Severe malaria anemia (SMA) is a major cause of mortality in pediatric wards. Variations in inflammatory mediator production play an essential role in disease outcomes. Indeed, several studies have shown the involvement of pro- and anti-inflammatory cytokines such as IFN-γ, IL-6, TNF-α and IL-10 in malaria immunopathology. In other hand the exact role of Th17 cytokines such as IL-17, IL-22 and IL-21 in malaria remains poorly documented. Here, we investigated IFN-γ, TNF-α, IL-6, IL-12, IL-10, IL-4, IL-13, IL-17, IL-22 and IL-21 circulating levels and their association with malaria anemia and parasitemia in Gabonese children.

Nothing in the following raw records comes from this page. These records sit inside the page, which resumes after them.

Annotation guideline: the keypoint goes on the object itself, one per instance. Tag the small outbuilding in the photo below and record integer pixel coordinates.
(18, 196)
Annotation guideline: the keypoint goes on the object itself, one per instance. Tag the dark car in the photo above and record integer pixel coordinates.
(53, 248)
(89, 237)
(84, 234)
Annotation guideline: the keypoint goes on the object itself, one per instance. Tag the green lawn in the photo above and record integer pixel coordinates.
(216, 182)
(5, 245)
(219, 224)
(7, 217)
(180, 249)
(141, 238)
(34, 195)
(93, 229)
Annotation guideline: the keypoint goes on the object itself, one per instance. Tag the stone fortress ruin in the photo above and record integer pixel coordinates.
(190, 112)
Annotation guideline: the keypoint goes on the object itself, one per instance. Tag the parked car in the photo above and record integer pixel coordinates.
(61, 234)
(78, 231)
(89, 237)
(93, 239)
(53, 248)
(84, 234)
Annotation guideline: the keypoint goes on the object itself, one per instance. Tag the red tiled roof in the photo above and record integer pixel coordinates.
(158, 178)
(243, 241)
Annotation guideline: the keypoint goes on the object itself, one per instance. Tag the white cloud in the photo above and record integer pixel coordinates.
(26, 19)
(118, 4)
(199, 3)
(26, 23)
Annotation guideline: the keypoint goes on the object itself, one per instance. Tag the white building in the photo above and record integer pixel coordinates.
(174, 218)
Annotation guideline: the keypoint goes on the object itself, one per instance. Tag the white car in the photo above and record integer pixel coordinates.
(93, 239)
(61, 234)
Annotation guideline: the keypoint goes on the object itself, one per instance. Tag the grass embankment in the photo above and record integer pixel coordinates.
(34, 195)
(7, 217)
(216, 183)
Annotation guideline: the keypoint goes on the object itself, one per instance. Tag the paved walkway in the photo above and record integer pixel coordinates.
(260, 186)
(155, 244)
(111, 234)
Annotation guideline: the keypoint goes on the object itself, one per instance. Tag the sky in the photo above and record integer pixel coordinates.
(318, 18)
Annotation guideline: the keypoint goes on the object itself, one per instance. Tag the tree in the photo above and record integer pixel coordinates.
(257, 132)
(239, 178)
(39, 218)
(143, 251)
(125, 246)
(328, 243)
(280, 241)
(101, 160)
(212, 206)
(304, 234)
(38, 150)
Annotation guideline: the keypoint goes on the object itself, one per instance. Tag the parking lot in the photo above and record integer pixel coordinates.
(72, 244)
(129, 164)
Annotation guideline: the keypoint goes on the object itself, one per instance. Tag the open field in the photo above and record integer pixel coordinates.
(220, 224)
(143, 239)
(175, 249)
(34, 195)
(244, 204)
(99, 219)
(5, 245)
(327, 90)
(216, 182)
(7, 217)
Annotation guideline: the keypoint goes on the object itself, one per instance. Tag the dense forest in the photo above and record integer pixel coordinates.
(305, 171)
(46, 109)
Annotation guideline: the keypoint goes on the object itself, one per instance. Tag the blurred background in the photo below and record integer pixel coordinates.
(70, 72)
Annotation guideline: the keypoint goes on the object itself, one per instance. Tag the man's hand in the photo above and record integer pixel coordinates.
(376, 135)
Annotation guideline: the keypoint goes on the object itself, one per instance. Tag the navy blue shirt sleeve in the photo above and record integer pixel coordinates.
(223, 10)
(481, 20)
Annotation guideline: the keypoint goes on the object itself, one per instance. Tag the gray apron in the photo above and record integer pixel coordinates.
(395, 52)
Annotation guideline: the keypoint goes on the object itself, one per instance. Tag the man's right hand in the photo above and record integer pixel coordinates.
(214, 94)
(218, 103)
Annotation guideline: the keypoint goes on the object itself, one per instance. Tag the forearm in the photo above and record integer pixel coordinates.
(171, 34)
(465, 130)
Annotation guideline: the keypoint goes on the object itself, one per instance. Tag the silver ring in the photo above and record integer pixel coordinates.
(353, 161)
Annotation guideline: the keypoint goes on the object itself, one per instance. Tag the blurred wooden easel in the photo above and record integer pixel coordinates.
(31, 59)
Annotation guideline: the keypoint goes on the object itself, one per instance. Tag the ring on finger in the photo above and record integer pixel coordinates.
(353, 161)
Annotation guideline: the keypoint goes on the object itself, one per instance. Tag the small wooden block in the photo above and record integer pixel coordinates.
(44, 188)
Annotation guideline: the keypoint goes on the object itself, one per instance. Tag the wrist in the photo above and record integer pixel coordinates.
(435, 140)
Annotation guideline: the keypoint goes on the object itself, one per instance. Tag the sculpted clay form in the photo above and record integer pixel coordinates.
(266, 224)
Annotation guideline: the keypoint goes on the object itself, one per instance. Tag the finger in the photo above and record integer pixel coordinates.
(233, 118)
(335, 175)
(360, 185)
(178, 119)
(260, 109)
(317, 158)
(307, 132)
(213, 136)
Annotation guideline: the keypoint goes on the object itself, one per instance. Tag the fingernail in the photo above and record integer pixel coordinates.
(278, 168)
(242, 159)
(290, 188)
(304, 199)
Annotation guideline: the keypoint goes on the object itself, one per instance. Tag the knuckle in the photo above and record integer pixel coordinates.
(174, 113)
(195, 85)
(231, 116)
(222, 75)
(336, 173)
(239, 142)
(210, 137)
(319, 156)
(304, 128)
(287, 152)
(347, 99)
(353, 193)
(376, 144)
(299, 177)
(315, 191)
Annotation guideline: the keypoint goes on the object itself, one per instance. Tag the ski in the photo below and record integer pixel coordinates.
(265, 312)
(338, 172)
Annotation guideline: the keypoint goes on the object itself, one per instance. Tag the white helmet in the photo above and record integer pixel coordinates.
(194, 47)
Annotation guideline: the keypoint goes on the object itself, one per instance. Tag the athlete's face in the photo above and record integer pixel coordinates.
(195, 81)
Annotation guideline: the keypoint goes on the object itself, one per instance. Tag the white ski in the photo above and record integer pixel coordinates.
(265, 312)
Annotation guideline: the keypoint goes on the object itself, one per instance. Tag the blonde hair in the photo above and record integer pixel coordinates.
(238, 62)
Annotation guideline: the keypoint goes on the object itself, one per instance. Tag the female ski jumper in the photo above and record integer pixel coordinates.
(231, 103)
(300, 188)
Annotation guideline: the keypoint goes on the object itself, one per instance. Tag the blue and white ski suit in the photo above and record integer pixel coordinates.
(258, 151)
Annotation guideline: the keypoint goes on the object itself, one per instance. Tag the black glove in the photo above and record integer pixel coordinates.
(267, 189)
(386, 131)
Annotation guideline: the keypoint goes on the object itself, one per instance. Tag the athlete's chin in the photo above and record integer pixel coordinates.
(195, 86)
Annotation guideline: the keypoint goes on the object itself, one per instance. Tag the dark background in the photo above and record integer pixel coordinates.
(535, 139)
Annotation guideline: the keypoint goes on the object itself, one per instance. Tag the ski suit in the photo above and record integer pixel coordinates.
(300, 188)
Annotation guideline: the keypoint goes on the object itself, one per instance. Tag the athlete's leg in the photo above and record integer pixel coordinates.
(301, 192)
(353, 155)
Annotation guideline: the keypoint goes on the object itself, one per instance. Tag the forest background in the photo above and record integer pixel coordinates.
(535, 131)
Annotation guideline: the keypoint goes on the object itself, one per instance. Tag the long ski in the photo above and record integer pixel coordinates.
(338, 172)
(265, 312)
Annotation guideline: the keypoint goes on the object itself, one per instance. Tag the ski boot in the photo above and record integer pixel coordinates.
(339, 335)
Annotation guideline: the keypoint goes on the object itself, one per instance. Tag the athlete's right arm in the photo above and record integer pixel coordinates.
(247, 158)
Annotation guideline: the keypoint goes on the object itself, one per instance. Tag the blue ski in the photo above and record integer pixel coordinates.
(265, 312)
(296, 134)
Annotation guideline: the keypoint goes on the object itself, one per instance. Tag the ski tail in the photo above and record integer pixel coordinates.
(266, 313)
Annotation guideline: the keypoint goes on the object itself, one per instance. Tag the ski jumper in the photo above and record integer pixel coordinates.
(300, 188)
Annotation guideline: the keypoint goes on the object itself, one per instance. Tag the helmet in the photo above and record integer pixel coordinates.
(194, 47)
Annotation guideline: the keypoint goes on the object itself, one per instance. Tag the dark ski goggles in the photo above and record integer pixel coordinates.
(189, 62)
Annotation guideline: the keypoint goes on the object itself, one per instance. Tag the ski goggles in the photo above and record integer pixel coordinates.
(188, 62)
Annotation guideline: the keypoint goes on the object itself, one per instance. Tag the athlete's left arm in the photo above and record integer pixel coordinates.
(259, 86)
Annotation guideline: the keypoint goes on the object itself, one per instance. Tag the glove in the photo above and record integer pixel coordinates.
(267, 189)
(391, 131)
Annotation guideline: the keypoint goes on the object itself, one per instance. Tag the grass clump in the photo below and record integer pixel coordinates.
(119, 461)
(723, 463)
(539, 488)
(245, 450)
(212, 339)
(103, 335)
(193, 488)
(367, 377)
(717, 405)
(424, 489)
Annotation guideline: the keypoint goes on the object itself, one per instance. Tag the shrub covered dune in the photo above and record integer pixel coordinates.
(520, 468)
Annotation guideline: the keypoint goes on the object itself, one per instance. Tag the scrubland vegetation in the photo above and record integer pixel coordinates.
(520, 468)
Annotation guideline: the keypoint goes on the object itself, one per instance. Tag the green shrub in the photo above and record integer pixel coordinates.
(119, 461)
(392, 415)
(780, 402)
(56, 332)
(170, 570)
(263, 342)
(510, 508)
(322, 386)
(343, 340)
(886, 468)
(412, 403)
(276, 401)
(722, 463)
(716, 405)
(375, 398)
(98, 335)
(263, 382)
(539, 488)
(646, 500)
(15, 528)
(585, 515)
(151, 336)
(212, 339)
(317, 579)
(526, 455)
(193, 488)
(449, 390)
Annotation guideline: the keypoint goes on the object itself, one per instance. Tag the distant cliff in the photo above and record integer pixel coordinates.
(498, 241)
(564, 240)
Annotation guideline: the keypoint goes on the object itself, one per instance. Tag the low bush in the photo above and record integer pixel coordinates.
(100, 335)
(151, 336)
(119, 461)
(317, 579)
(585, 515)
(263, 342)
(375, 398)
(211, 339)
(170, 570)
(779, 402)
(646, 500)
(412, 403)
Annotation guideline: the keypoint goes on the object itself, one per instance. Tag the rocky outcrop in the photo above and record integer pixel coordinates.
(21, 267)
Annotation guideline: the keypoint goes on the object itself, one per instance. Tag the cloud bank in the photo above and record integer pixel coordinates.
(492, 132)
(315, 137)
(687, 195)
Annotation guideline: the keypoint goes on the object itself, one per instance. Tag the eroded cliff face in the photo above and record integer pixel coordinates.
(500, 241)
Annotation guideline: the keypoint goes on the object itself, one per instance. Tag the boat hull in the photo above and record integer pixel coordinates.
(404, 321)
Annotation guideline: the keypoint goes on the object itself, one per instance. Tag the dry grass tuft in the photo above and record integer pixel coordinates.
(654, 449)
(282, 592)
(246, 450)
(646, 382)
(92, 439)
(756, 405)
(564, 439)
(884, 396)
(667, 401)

Levels of IFN-γ (500 ± 100.2 pg/ml), IL-6 (64 ± 14.2 pg/ml), IL-10 (505 ± 35 pg/ml), IL-13 (30.6 ± 5.6 pg/ml) were significantly higher ( < 0.03) in infected children than in uninfected controls (210 ± 20 pg/ml, 17.5 pg/ml, 50 ± 25.9, pg/ml, 17.48 pg/ml, respectively). IFN-γ levels were significantly lower ( = 0.04) in children with SMA (400 ± 200 pg/ml) than in those with uncomplicated malaria (900 ± 450 pg/ml) and higher in those with parasitemia ( = 0.019). Levels of IL-6 and IL-10 were significantly higher in children with malarial anemia ( < 0.001) and hyperparasitemia ( < 0.0001). A significant association between IL-10 levels and parasite density was observed ( < 0.00001). IL-22 levels were significantly higher ( = 0.01) in infected children (72.57 ± 7.5 pg/ml) than in the controls (54.96 ± 1.93 pg/ml). IL-21 levels (44.46 ± 17.27 pg/ml) decreased with the severity of anemia ( < 0.05), whereas IL-17 levels increased in children with SMA (12.25 ± 1.25 pg/ml) than in those with mild malaria anemia (MMA: 6.2 ± 5.25 pg/ml, = 0.002). Data suggest possible role of IFN-γ in the protection against SMA and parasite clearance. However, IL-6 and IL-10 could play a role in inflammatory response and pathophysiology of severe malaria anemia. Also, the role of IL-22 and IL-17 in malaria infection should be investigated.
严重疟疾贫血(SMA)是儿科病房死亡的主要原因。炎症介质产生的变化在疾病转归中起重要作用。事实上,多项研究表明促炎和抗炎细胞因子如干扰素-γ(IFN-γ)、白细胞介素-6(IL-6)、肿瘤坏死因子-α(TNF-α)和白细胞介素-10(IL-10)参与了疟疾免疫病理学过程。另一方面,白细胞介素-17(IL-17)、白细胞介素-22(IL-22)和白细胞介素-21(IL-21)等辅助性T细胞17(Th17)细胞因子在疟疾中的具体作用仍鲜有文献记载。在此,我们调查了加蓬儿童中IFN-γ、TNF-α、IL-6、IL-12、IL-10、IL-4、IL-13、IL-17、IL-22和IL-21的循环水平及其与疟疾贫血和寄生虫血症的关联。感染儿童的IFN-γ(500±100.2皮克/毫升)、IL-6(64±14.2皮克/毫升)、IL-10(505±35皮克/毫升)、IL-13(30.6±5.6皮克/毫升)水平显著高于未感染对照组(分别为210±20皮克/毫升、17.5皮克/毫升、50±2 .9皮克/毫升、17.48皮克/毫升)(P<0.03)。SMA患儿的IFN-γ水平(400±200皮克/毫升)显著低于非复杂性疟疾患儿(900±450皮克/毫升)(P = 0.04),而寄生虫血症患儿的IFN-γ水平较高(P = 0.019)。疟疾贫血患儿(P<0.001)和高寄生虫血症患儿(P<0.0001)的IL-6和IL-10水平显著更高。观察到IL-10水平与寄生虫密度之间存在显著关联(P<0.00001)。感染儿童的IL-22水平(72.57±7.5皮克/毫升)显著高于对照组(54.96±1.93皮克/毫升)(P = 0.01)。IL-21水平(44.46±17.27皮克/毫升)随贫血严重程度降低(P<0.05),而SMA患儿的IL-17水平(12.25±1.25皮克/毫升)高于轻度疟疾贫血患儿(MMA:6.2±5.25皮克/毫升,P = 0.002)。数据表明IFN-γ在预防SMA和清除寄生虫方面可能发挥作用。然而,IL-6和IL-10可能在严重疟疾贫血的炎症反应和病理生理学中起作用。此外,应研究IL-22和IL-17在疟疾感染中的作用。